Gertrude è presentata da Manzoni in uno dei capitoli centrali dell’opera dedicato interamente alla sua storia. Sin dall'infanzia, Gertrude è soggetta a pressioni immense da parte della sua famiglia. Nata in una famiglia nobile, i genitori instradano la sua vita verso il convento, una decisione non basata sulla vocazione ma su ragioni economiche e sociali. Questo tipo di scelta era abbastanza comune nel contesto storico del Seicento, una pratica attraverso la quale le famiglie aristocratiche miravano a preservare il patrimonio familiare o aumentare la loro influenza.
Manzoni ci porta attraverso un flashback nella vita di Gertrude, mostrando come fin dalla tenera età le viene inculcato un destino monastico. La piccola Gertrude riaffiora a tratti nella memoria del lettore come un simbolo di desideri repressi e libertà sacrificata in nome del potere e del prestigio. La scena in cui Gertrude è indirettamente costretta a scrivere la lettera che conferma la sua entrata in convento è una finestra sulla violenza psicologica che subisce, evidenziando quanto le aspettative familiari possano influenzare le scelte individuali.
Entrata nel convento delle Benedettine a Monza, Gertrude cerca di ritagliarsi uno spazio di potere e rispetto, tuttavia, l'incontro con Egidio, un giovane scapestrato che vive vicino al convento, determinerà il suo destino. La relazione clandestina con Egidio precipita Gertrude in un vortice di colpa e ricatto, illustrando come la sua ribellione si ritorca contro di lei. Attraverso la descrizione di come viene manipolata e condizionata, Manzoni sottolinea i drammi interiori causati dalla repressione e la complessità dell'animo umano. Gertrude, pur essendo oppressa dalle rigide norme monastiche, possiede un carattere ambivalente che la spinge a trasgredire.
Il suo rapporto con Egidio culmina in un atto estremo che provoca l’assassinio di una conversata del convento. Qui, Gertrude diventa una vittima del suo stesso desiderio di libertà e d'amore, elementi concessi solo al prezzo della perdizione. Manzoni non manca di evidenziare come i suoi errori non siano solo una conseguenza di sue personali manchevolezze, ma derivino largamente dal contesto in cui è cresciuta e dalle privazioni affettive subite.

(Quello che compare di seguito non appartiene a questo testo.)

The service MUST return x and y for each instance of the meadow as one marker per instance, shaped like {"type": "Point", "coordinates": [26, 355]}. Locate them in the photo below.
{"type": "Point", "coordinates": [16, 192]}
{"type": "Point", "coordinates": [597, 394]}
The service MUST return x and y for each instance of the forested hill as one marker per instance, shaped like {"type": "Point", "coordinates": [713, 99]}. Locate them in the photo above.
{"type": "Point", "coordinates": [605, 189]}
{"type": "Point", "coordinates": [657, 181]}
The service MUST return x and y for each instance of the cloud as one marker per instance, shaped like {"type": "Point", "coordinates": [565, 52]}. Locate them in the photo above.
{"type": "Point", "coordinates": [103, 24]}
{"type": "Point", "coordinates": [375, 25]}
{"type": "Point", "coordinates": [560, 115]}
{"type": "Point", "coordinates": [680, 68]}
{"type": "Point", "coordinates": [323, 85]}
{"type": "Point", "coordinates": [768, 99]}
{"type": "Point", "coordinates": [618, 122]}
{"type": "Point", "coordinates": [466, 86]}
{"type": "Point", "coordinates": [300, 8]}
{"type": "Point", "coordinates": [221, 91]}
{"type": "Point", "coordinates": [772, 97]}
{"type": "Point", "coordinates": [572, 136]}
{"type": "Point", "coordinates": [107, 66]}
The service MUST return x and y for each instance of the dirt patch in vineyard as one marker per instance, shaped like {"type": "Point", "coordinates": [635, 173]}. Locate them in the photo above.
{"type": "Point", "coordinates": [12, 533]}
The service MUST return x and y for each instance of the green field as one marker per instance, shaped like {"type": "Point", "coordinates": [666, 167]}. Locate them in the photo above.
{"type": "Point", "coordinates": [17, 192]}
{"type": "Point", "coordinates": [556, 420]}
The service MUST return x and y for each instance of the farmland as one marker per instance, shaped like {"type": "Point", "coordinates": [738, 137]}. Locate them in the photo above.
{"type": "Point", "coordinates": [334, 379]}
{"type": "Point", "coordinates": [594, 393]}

Gertrude, come personaggio letterario, è straordinariamente moderno: è vittima e carnefice, oppressa e oppressore. Attraverso il suo personaggio, Manzoni esplora le limitazioni del libero arbitrio in una società dominata dall'autoritarismo e dalle convenzioni. La sua è una storia di redenzione mancata e di tragica sottomissione agli eventi esterni, e ciò offre al lettore un potente commento sulla natura del potere e della libertà personale.
In conclusione, Gertrude è una figura tragica e contraddittoria, simbolo della condizione di molte donne dell’epoca, costrette a vivere secondo regole imposte da una società patriarcale. Alla luce delle sue lotte interiori e dei suoi fallimenti, emerge non solo come prodotto di una società ingiusta ma anche come un monito alla possibilità di riscatto e alla necessità di una società più equa e giusta, un messaggio che, grazie alla magistrale penna di Manzoni, arriva potente fino ai giorni nostri.